Le philosophe Pierre-André Taguieff a publié, récemment, un ouvrage passionnant, intitulé L’Émancipation promise, aux Éditions du Cerf. Après avoir mis à mal le culte du progrès dans un précédent ouvrage, il analyse, cette fois, un autre concept clé propre à tous les progressistes (des gauchistes aux libéraux, en passant par les marxistes et Marx lui-même) : l’émancipation. Ce concept est redevenu à la mode et tous les progressistes branchés l’ont à la bouche, ainsi Denis Olivennes qui, lors de son débat récent avec Zemmour, l’a utilisé à de nombreuses reprises.


« La promesse de l’émancipation du genre humain est au cœur de l’idéologie moderne qui, fondée sur le primat de l’économie, est à la fois individualiste, universaliste et égalitariste… Aux yeux des modernes adeptes de la « religion du Progrès », cette marche universelle vers l’émancipation est la manifestation de la perfectibilité du genre humain et vaut pour preuve qu’il y a un progrès dans l’Histoire, donc que cette dernière a un sens. »

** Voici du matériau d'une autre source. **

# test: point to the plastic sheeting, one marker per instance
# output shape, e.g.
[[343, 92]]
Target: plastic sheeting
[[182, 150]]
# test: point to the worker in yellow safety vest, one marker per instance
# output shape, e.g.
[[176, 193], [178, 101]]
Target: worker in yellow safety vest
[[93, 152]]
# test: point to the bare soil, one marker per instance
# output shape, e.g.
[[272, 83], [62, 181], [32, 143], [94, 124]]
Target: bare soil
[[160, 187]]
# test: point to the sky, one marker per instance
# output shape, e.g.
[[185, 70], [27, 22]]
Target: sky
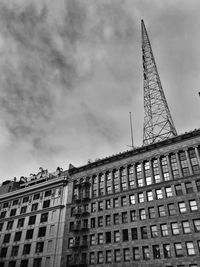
[[71, 71]]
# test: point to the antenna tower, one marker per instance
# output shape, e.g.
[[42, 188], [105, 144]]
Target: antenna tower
[[158, 123]]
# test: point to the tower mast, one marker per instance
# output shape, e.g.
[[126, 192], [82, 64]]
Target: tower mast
[[158, 123]]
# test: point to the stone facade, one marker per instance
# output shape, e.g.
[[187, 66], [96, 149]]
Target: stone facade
[[32, 222], [137, 208]]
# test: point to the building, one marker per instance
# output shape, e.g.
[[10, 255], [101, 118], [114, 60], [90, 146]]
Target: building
[[32, 221], [137, 208]]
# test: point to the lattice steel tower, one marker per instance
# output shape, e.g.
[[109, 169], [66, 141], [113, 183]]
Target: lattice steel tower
[[158, 123]]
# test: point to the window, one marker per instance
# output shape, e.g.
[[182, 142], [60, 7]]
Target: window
[[108, 256], [46, 204], [13, 212], [24, 263], [178, 249], [17, 236], [132, 199], [100, 238], [9, 225], [186, 227], [116, 236], [168, 191], [100, 205], [92, 223], [149, 195], [198, 185], [115, 202], [34, 207], [47, 193], [15, 202], [133, 215], [36, 196], [93, 207], [92, 258], [14, 251], [39, 247], [184, 164], [116, 218], [42, 231], [3, 214], [142, 214], [178, 189], [27, 248], [3, 252], [144, 232], [44, 217], [117, 255], [189, 188], [171, 209], [100, 221], [25, 199], [193, 205], [100, 256], [123, 201], [152, 213], [124, 217], [20, 222], [182, 207], [196, 223], [108, 204], [5, 205], [175, 228], [156, 251], [136, 254], [32, 220], [161, 211], [164, 166], [140, 197], [167, 250], [126, 254], [139, 175], [134, 233], [190, 248], [23, 209], [125, 235], [108, 237], [131, 176], [92, 239], [147, 173], [108, 220], [12, 264], [154, 231], [146, 254], [37, 262], [6, 238], [164, 230], [159, 194]]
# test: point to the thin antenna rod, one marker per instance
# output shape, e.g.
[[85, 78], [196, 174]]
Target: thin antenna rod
[[131, 130]]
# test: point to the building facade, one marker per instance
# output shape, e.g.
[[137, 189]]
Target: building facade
[[32, 222], [138, 208]]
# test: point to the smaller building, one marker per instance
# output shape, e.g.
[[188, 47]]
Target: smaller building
[[32, 221]]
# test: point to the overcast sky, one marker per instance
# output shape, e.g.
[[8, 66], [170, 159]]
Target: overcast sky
[[71, 70]]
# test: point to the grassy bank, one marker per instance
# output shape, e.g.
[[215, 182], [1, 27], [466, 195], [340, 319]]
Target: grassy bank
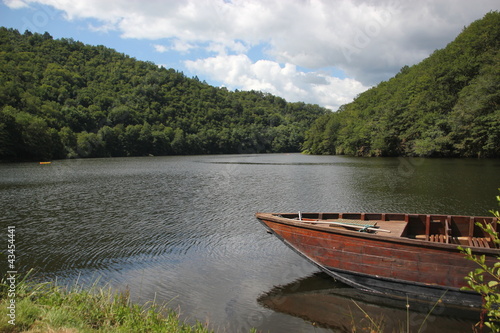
[[46, 307]]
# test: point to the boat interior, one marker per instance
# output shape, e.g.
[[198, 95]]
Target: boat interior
[[449, 229]]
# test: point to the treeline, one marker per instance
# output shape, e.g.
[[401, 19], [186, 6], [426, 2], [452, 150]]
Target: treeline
[[62, 98], [446, 106]]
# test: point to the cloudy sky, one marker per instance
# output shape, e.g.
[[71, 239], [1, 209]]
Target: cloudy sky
[[318, 51]]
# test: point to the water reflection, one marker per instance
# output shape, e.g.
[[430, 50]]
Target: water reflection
[[324, 302], [181, 229]]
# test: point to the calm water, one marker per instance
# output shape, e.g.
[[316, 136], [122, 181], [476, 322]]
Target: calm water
[[182, 229]]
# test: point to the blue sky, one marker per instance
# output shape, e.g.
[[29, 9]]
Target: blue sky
[[318, 51]]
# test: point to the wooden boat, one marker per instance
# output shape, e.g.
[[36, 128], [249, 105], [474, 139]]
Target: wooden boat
[[408, 255]]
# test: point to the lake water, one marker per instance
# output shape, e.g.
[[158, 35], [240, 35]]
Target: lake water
[[182, 230]]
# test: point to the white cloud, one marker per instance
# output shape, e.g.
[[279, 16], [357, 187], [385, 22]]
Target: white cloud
[[238, 71], [16, 4], [369, 40], [160, 48]]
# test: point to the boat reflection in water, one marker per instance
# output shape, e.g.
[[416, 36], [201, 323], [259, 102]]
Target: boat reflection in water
[[330, 304]]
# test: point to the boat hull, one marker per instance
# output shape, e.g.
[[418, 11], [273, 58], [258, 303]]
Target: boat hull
[[384, 265]]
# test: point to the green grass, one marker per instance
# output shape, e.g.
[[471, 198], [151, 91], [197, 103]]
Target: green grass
[[46, 307]]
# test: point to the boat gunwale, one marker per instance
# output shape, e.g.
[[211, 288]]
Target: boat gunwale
[[274, 217]]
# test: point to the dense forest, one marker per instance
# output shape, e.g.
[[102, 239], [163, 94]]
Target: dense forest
[[446, 106], [62, 98]]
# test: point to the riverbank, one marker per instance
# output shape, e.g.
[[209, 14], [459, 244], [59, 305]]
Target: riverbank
[[33, 307]]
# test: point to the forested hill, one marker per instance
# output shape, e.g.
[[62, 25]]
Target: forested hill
[[447, 105], [62, 98]]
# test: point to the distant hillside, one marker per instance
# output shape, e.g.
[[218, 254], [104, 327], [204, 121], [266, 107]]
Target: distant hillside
[[62, 98], [447, 105]]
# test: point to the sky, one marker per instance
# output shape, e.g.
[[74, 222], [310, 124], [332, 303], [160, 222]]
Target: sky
[[324, 52]]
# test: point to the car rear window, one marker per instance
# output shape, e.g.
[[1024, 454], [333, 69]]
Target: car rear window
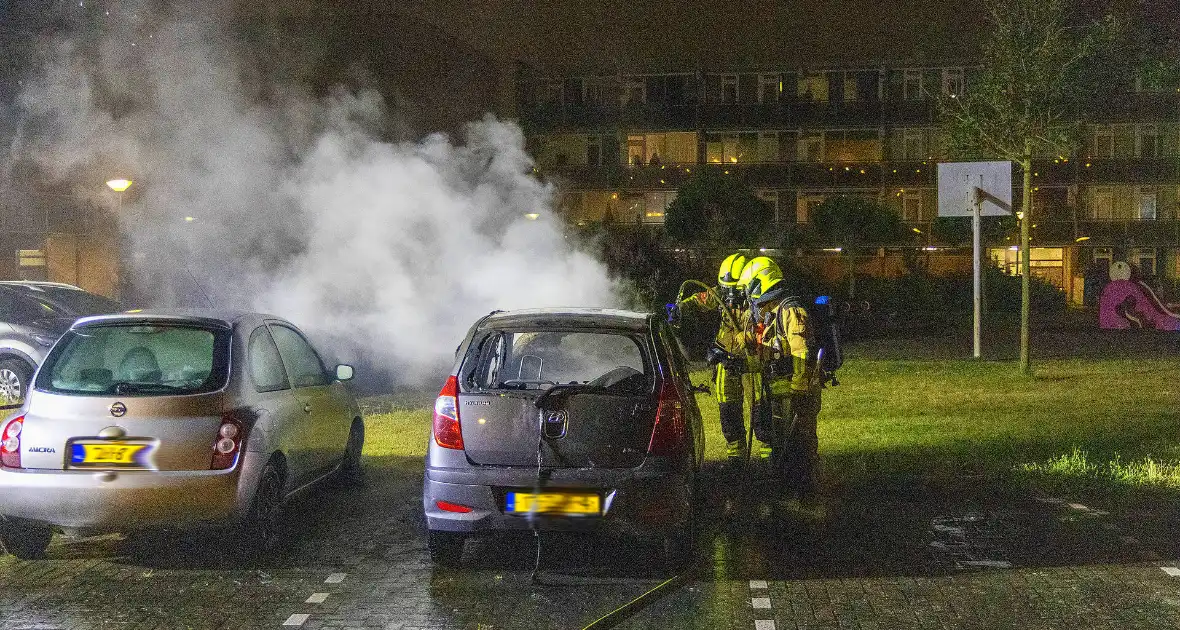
[[542, 359], [137, 359]]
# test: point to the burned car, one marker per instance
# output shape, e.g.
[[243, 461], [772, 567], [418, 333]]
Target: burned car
[[564, 420]]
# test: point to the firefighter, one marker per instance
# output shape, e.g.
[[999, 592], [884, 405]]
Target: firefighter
[[786, 347], [727, 353], [753, 381]]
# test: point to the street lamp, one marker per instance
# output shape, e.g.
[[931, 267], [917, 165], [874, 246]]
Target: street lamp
[[119, 185]]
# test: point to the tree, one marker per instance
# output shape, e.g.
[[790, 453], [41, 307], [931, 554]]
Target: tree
[[853, 223], [718, 211], [1038, 72]]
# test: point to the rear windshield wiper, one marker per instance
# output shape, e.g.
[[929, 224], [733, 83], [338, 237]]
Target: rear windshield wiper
[[143, 388], [564, 388]]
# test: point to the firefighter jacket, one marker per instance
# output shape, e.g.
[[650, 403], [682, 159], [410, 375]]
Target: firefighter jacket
[[785, 346]]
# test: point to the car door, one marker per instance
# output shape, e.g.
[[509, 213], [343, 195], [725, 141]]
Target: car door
[[287, 427], [312, 386]]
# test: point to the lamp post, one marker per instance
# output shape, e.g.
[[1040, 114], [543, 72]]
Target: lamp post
[[119, 185]]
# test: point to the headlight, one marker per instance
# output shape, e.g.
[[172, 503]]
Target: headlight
[[45, 340]]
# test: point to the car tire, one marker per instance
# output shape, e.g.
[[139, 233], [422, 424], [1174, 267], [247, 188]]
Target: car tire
[[14, 379], [446, 549], [25, 542], [352, 471], [260, 530]]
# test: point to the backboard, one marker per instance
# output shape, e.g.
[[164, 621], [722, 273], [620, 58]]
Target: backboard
[[956, 181]]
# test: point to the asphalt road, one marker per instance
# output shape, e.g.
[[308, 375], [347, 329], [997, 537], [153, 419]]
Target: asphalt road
[[899, 555]]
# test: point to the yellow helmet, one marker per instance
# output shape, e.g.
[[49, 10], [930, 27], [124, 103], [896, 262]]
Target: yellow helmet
[[731, 270], [753, 267], [765, 286]]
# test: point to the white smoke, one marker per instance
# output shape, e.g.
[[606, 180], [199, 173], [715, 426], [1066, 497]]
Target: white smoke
[[292, 204]]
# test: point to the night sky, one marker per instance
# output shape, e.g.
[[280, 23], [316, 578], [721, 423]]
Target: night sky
[[650, 35]]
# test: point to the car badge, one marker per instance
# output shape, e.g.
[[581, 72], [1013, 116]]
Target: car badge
[[556, 424]]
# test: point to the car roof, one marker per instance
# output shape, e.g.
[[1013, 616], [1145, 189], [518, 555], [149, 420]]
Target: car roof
[[34, 284], [568, 316], [218, 317]]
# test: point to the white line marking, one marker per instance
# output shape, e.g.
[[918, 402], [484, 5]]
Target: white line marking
[[988, 564]]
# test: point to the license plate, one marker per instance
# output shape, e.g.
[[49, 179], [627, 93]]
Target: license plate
[[92, 453], [554, 503]]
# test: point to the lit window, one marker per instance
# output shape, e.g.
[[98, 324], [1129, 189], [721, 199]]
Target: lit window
[[1102, 203], [769, 87], [1147, 204]]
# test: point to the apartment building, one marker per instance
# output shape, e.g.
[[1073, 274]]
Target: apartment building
[[620, 145]]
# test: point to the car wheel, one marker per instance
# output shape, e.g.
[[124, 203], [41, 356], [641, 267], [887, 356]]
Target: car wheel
[[260, 531], [14, 376], [25, 542], [446, 548], [352, 472]]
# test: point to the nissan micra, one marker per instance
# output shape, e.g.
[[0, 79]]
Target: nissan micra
[[174, 420]]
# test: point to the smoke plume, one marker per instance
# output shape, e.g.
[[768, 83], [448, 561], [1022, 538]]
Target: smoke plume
[[269, 198]]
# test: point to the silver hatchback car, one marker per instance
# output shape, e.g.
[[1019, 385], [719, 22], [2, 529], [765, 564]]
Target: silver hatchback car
[[172, 420], [564, 420]]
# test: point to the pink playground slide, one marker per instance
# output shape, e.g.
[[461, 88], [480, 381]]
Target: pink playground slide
[[1128, 303]]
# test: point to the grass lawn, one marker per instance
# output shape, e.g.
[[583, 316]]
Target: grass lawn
[[1092, 424]]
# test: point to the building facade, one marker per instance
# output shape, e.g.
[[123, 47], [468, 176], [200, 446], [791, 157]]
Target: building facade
[[620, 145]]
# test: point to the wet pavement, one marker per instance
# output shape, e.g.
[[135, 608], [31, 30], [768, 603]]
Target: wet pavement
[[897, 553]]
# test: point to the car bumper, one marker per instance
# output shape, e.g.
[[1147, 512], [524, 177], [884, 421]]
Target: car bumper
[[93, 501], [635, 501]]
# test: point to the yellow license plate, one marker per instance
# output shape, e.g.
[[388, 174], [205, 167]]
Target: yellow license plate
[[109, 453], [554, 503]]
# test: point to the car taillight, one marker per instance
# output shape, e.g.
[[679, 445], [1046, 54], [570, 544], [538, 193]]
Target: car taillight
[[10, 443], [228, 443], [447, 432], [669, 435]]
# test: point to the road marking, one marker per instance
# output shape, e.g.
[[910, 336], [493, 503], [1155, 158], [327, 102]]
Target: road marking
[[987, 564]]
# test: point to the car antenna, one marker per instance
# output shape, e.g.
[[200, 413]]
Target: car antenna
[[209, 303]]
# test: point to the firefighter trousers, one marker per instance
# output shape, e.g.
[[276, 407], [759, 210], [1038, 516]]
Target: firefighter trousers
[[795, 445], [736, 393]]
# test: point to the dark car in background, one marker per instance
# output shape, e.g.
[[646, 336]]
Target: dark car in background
[[564, 420], [32, 316]]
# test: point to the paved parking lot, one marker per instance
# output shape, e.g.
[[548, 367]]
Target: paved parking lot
[[908, 556]]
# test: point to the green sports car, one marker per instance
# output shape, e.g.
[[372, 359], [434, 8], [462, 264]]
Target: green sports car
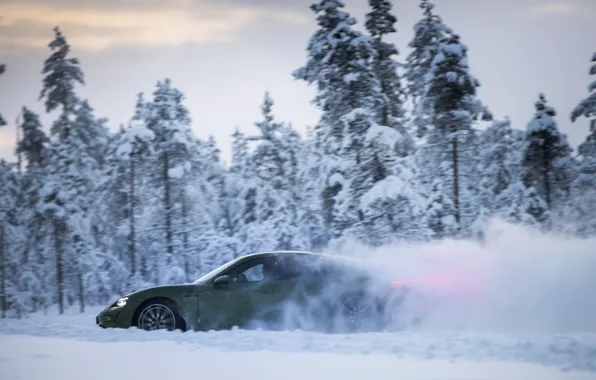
[[271, 290]]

La notion d’émancipation apparaît au XVIIIe siècle et est intimement liée à l’individualisme, ce poison qui dissout les sociétés et les nations. La volonté d’émancipation a d’abord été dirigée, à cette époque, contre l’Église et les institutions de l’Ancien Régime, par les libéraux, puis, à partir des années 1820, contre l’organisation économique et le salariat, par les socialistes cette fois. Les libertaires de 1968 ont poussé le curseur plus loin et ont étendu à toutes les sphères de l’existence humaine leur obsession de l’affranchissement à l’égard des règles sociales et même au-delà de cela, à l’égard des lois de la nature. Les progressistes ont, en fait, horreur de la nature, et de la nature humaine en particulier, parce qu’elle limite (quelle horreur !) nos possibilités, nos choix et la réalisation des désirs les plus fous. De cette frustration naquit l’idée de la création d’un « homme nouveau » qui émergea dès la Révolution française et qui fut, ensuite, un thème central du bolchevisme (mais aussi du fascisme, Mussolini étant un épigone de Robespierre). La création de cet hypothétique homme nouveau par le biais de l’éducation (Condorcet) ayant échoué partout, certains, dégoûtés par la nature humaine supposée « fasciste », en vinrent à souhaiter la disparition de l’humanité (Yves Paccalet : L’humanité disparaîtra, bon débarras ! ) mais, récemment, l’enthousiasme technophile reprenant le dessus, d’autres envisagent la création d’un être transformé par la génétique et les technologies électronique et informatique. Le transhumanisme, qui est la suprême transgression, celle de la nature, fait rêver les progressistes branchés et narcissiques qui aspirent à « s’augmenter ».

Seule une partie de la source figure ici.